Spoilers. Não assistiu ainda o filme, não leia a partir daqui. Abraços.
Passadas quase duas semanas da estréia do filme, e tendo assistido duas vezes, dá para falar um pouco, agora, do filme do Padilha.
Antes de tudo, mantenho a minha opinião: É um bom filme, sim, e um reboot razoável da franquia, que andava perdida entre mutantes, jatos voadores e o filho do Murphy crescido e virando policial.
Qualquer coisa de Robocop 3 em diante era um lixo, e muita gente se esquece de quão ruim a franquia foi ficando. As animações nem digo nada, porque gosto de algumas idéias ali, mas achei a HQ do Frank Miller com o roteiro original dele um saco (questão de gosto).

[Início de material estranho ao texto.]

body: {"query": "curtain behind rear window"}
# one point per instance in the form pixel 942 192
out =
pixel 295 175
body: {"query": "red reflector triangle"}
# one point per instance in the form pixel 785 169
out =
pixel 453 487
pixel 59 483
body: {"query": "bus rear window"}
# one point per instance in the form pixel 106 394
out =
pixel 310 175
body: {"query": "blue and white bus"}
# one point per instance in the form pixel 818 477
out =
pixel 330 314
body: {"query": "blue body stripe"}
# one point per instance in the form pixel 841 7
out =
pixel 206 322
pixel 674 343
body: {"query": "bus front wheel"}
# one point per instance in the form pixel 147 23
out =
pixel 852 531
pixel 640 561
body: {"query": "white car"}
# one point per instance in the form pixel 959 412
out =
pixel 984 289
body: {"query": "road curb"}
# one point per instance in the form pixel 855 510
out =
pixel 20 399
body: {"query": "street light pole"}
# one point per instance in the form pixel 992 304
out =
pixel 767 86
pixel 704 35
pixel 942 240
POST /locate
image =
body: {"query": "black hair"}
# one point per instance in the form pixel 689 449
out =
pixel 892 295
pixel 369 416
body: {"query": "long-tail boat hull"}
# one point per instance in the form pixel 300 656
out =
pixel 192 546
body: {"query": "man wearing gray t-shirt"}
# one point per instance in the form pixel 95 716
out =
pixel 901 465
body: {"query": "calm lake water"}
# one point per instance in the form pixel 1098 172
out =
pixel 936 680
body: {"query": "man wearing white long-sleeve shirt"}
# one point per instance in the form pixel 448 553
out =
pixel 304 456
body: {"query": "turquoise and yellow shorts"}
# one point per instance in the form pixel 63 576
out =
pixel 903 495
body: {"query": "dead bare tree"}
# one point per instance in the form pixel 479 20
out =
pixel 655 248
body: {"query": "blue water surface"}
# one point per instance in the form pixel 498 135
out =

Há quem pense que cyberpunk é somente violência, ou crítica social feita com violência. Apesar deste quesito fazer parte da equação, ele não é primordial. Cyberpunk fala de tecnologia e de suas consequencias na sociedade. E fala de identidade individual em meio à multidão.
O "Movimento" tem uma raiz de percepção social fortemente ligada ao anarquismo, a uma crítica ao consumismo, à dificuldade de ser alguém diferente quando se tem bilhões de pessoas ao seu redor tentando fazer exatamente a mesma coisa.
Os neuromancistas se preocupavam com ideais estranhamente romanticos (no sentido literário)com uma visão de ambientação e de crítica à dependência da tecnologia bastante contundentes.
Também era uma critica ao uso do poder financeiro e tecnológico (simbolizado pelas mega-corporações) e das privatizações como uma diminuição dos direitos de cidadania.
(Há uma fala em Robocop 2 que expressa bem isso, quando o "Velho" presidente da OCP diz que "somos extremamente democráticos, afinal, qualquer um pode comprar nossas ações". O que é uma falácia, se considerarmos que é um sistema que dá mais direitos a quem tem mais dinheiro, mas isso é outra discussão).
A escolha de Detroit como cenário dos filmes não é casual. A cidade tem, historicamente, enormes problemas de distribuição de renda, sempre foi violentissima e sempre teve um enorme antagonismo entre as classes sociais.
Hoje em dia, com as grandes empresas saindo da cidade (e do país) para montar fábricas em locais menos, hum... "preocupados com direitos trabalhistas" deixando desempregadas multidões de trabalhadores na cidade, fez com que Detroit se tornasse uma cidade deserta.
É aí que entram os filmes. Ainda que Robocop I (da decada de 80) tenha sido feito antes deste processo estar tão acentuado, foi realizado em plena era Reagan, quando as politicas economicas a lá "toyotismo" começavam a se mostrar de fato (não é a toa quem o vilão de Robocop 3 é japonês, mas isso é uma longa história).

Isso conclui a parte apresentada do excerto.